Some cynics might argue that the Senate is full of comedians, but no one doubts that Republican Robert Dole, 59, of Kansas is the upper house's current top banana. Dole was in excellent fettle last week at confirmation hearings for his wife Elizabeth Dole, 46, President Reagan's appointee to the post of Secretary of Transportation. "I feel like Nathan Hale," said he. "I regret that I have but one wife to give to my country's infrastructure." But he may have a challenger for the title of life of the party: California's new Senator, Pete Wilson, 49, who took on James Watt, the aggressive Interior Secretary. "He's off making a science-fiction sequel to E.T., "said Wilson. "It's called Raiders of the Last Park."

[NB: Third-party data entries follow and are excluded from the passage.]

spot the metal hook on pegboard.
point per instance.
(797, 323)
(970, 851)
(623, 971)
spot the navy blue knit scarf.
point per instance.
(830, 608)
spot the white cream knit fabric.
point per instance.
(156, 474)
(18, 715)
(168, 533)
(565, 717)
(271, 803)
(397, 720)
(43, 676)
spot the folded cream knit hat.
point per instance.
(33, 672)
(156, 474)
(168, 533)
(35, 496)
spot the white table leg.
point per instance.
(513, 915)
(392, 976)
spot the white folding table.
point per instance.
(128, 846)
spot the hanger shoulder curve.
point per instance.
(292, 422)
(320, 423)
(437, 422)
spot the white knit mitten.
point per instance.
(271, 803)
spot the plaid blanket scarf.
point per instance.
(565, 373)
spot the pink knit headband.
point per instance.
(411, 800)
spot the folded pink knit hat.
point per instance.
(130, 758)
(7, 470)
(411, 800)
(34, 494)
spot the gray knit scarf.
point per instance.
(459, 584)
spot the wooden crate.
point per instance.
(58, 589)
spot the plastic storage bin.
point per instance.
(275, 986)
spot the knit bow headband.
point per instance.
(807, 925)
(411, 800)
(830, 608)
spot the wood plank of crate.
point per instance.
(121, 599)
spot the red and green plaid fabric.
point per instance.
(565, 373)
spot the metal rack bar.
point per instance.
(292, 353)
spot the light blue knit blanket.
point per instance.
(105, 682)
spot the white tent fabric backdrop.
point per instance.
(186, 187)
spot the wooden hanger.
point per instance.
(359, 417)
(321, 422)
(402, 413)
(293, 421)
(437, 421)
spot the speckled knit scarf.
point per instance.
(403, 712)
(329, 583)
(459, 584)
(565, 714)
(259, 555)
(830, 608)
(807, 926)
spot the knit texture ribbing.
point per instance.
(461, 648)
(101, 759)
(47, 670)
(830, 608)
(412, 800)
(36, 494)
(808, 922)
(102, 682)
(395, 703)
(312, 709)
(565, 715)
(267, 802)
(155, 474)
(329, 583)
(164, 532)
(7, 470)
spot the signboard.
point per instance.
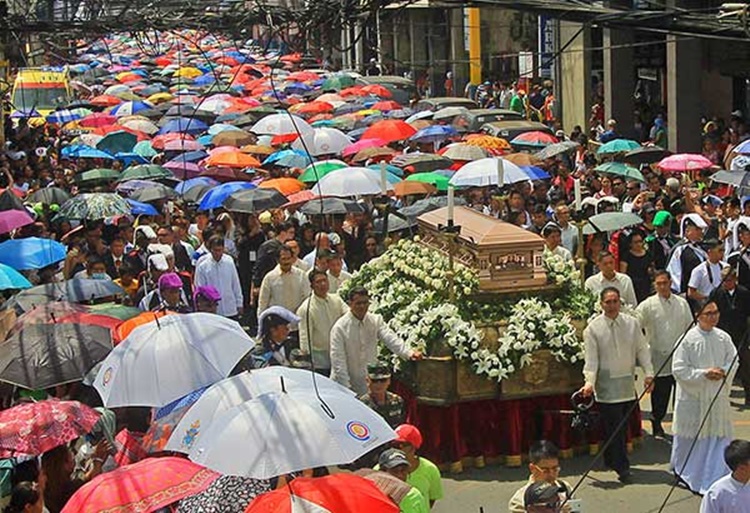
(546, 40)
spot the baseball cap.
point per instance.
(392, 458)
(407, 433)
(378, 371)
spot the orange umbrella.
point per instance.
(232, 159)
(286, 186)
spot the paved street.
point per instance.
(491, 488)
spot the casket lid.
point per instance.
(480, 229)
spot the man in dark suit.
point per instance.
(733, 301)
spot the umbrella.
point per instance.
(484, 172)
(73, 291)
(339, 493)
(254, 200)
(324, 141)
(50, 196)
(351, 181)
(46, 355)
(620, 169)
(101, 205)
(165, 360)
(555, 149)
(684, 162)
(328, 206)
(235, 390)
(617, 146)
(389, 130)
(215, 196)
(12, 279)
(35, 428)
(31, 253)
(145, 486)
(12, 219)
(610, 222)
(645, 155)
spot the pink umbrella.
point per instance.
(684, 162)
(363, 144)
(12, 219)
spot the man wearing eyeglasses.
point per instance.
(544, 467)
(703, 366)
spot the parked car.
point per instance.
(472, 120)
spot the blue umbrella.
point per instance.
(183, 125)
(185, 186)
(216, 196)
(31, 253)
(142, 209)
(12, 279)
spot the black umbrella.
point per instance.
(77, 290)
(254, 200)
(45, 355)
(50, 196)
(326, 206)
(646, 155)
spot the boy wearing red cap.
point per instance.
(423, 474)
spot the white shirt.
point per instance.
(613, 347)
(354, 345)
(317, 317)
(664, 321)
(621, 282)
(336, 282)
(283, 289)
(706, 277)
(223, 276)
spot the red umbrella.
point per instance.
(12, 219)
(337, 493)
(35, 428)
(145, 486)
(389, 130)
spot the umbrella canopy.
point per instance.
(46, 355)
(254, 200)
(35, 428)
(31, 253)
(684, 162)
(610, 222)
(339, 493)
(235, 390)
(165, 360)
(290, 432)
(95, 206)
(617, 146)
(147, 485)
(12, 219)
(484, 172)
(620, 169)
(351, 181)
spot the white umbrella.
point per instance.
(282, 432)
(484, 172)
(234, 391)
(325, 141)
(167, 359)
(351, 181)
(283, 123)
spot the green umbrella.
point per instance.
(617, 146)
(145, 172)
(93, 207)
(96, 176)
(315, 172)
(436, 179)
(620, 169)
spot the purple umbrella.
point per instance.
(12, 219)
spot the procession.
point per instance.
(234, 279)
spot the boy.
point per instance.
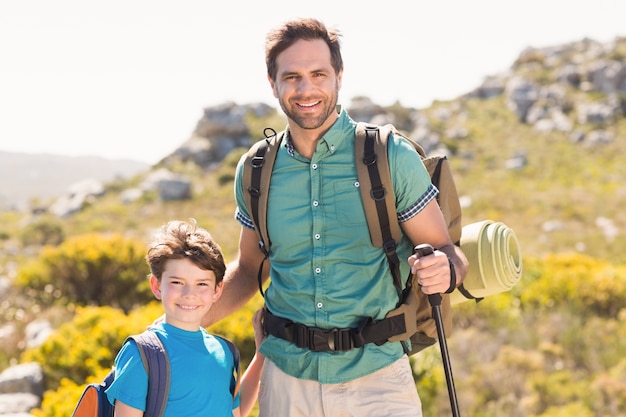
(187, 268)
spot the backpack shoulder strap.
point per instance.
(237, 367)
(257, 172)
(373, 172)
(157, 364)
(377, 193)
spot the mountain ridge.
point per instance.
(42, 176)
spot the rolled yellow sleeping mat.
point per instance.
(495, 260)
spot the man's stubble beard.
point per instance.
(316, 123)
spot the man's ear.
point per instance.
(155, 286)
(273, 85)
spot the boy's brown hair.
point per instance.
(179, 240)
(292, 31)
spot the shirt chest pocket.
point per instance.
(346, 202)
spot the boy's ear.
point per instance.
(155, 286)
(218, 291)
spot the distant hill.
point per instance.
(44, 176)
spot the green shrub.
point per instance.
(92, 269)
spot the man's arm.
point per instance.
(240, 281)
(433, 272)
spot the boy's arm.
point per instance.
(123, 410)
(240, 281)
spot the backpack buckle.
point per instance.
(378, 194)
(256, 161)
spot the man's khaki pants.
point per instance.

Improbable as it might seem, Clio Goldsmith, 25, gave little thought to a career in acting until two years ago. The Paris-born niece of British Financier Sir James Goldsmith, 49, has since finished eight European movies. "I hardly see myself as a sex symbol," says she, "but it is lovely pretending." American audiences will have their first chance to see her pretending in The Gift, a French farce due out in March. As the going-away present given to a retiring banker by his office chums, Goldsmith is a dimpled, tousled-haired romp in the hay who might just finish off the gold-watch industry.